Sunday, February 01, 2009

Account of Israeli attack on UN School doesn't hold up to scrutiny

From Thursday's Globe and Mail (Canada), January 29, 2009, by PATRICK MARTIN:

JABALYA, GAZA STRIP — Most people remember the headlines: Massacre Of Innocents As UN School Is Shelled; Israeli Strike Kills Dozens At UN School.

They heralded the tragic news of Jan. 6, when mortar shells fired by advancing Israeli forces killed 43 civilians in the Jabalya refugee camp in the Gaza Strip. The victims, it was reported, had taken refuge inside the Ibn Rushd Preparatory School for Boys, a facility run by the United Nations Relief and Works Agency.

The news shocked the world ...and would undoubtedly lead the list of allegations of war crimes committed by Israel.

There was just one problem: The story, as etched in people's minds, was not quite accurate.

Physical evidence and interviews with several eyewitnesses, including a teacher who was in the schoolyard at the time of the shelling, make it clear: While a few people were injured from shrapnel landing inside the white-and-blue-walled UNRWA compound, no one in the compound was killed. The 43 people who died in the incident were all outside, on the street, where all three mortar shells landed.

Stories of one or more shells landing inside the schoolyard were inaccurate.

...The teacher who was in the compound at the time of the shelling says he heard three loud blasts, one after the other, then a lot of screaming. ...The teacher, who refused to give his name because he said UNRWA had told the staff not to talk to the news media, was adamant: "Inside [the compound] there were 12 injured, but there were no dead."

...Hazem Balousha, who runs an auto-body shop across the road from the UNRWA school, was down the street, just out of range of the shrapnel, when the three shells hit. He showed a reporter where they landed: one to the right of his shop, one to the left, and one right in front.

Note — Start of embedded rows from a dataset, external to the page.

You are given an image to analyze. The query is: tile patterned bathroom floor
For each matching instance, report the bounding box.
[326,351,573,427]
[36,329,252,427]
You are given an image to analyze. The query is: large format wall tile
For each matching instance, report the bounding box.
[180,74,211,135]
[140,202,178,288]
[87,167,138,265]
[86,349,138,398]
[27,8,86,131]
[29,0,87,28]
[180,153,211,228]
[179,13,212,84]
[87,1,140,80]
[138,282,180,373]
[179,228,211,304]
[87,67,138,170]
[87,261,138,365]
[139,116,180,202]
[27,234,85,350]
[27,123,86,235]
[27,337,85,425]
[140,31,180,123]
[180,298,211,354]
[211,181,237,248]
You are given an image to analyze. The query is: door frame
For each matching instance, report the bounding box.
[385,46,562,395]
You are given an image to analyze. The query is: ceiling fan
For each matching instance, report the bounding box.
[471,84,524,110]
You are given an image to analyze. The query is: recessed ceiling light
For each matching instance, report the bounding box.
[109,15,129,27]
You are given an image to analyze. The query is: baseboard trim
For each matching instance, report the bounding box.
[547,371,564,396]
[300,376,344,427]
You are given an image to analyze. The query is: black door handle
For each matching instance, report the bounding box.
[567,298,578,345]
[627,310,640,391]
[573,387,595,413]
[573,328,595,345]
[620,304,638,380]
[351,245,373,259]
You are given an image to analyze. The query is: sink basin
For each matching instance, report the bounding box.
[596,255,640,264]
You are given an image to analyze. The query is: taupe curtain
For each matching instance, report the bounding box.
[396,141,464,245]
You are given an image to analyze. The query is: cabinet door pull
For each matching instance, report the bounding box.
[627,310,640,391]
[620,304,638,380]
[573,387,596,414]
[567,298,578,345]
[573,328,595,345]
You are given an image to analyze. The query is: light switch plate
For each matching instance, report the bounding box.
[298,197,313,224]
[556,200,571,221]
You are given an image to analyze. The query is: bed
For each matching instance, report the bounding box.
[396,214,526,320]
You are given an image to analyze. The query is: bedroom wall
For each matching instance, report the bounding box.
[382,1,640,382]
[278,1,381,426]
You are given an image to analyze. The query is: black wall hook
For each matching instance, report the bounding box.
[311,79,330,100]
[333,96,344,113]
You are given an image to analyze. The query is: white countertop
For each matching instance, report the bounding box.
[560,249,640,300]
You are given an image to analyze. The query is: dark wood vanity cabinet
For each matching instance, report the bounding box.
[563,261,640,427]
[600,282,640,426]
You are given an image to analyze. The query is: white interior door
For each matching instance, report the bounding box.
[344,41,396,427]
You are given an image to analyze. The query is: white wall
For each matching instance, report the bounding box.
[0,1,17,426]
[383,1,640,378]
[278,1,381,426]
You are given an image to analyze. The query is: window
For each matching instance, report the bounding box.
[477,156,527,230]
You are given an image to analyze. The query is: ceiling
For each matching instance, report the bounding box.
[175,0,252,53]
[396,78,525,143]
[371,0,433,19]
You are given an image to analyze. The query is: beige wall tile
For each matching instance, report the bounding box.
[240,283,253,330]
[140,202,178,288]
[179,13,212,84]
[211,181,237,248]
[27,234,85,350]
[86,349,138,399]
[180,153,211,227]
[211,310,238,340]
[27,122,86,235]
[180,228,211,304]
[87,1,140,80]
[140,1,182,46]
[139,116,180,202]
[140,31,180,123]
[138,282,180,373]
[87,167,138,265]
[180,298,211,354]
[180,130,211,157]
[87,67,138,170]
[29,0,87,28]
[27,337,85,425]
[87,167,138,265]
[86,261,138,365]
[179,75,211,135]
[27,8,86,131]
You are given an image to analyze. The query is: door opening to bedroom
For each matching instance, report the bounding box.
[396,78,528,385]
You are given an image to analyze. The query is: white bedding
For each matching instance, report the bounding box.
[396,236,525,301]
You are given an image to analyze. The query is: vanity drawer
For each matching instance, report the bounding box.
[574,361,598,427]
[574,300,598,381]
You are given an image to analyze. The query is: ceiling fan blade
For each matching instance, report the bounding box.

"There were only three," he said. "They were all out here on the road."

News of the tragedy travelled fast, with aid workers and medical staff quoted as saying the incident happened at the school, the UNRWA facility where people had sought refuge.

Soon it was presented that people in the school compound had been killed. Before long, there was worldwide outrage.

...John Ging, UNRWA's operations director in Gaza, acknowledged in an interview this week that all three Israeli mortar shells landed outside the school and that "no one was killed in the school."
...Mr. Ging blames the Israelis for the confusion over where the victims were killed. ...The Israelis are the ones, he said, who got everyone thinking the deaths occurred inside the school. ..."Look at my statements," he said. "I never said anyone was killed in the school. Our officials never made any such allegation."

Speaking from Shifa Hospital in Gaza City as the bodies were being brought in that night, an emotional Mr. Ging did say: "Those in the school were all families seeking refuge. ... There's nowhere safe in Gaza."

And in its daily bulletin, the World Health Organization reported: "On 6 January, 42 people were killed following an attack on a UNRWA school ..."

The UN's Office for the Co-ordination of Humanitarian Affairs got the location right, for a short while. Its daily bulletin cited "early reports" that "three artillery shells landed outside the UNRWA Jabalia Prep. C Girls School ..." However, its more comprehensive weekly report, published three days later, stated that "Israeli shelling directly hit two UNRWA schools ..." including the one at issue.

Such official wording helps explain the widespread news reports of the deaths in the school, but not why the UN agencies allowed the misconception to linger.

"I know no one was killed in the school," Mr. Ging said....

1 comment:

Anonymous said...

Of course, the story has now been revoked by the UN. They now admit that Israel did not shell the school, and that the whole thing was staged (once again, what a shocker!)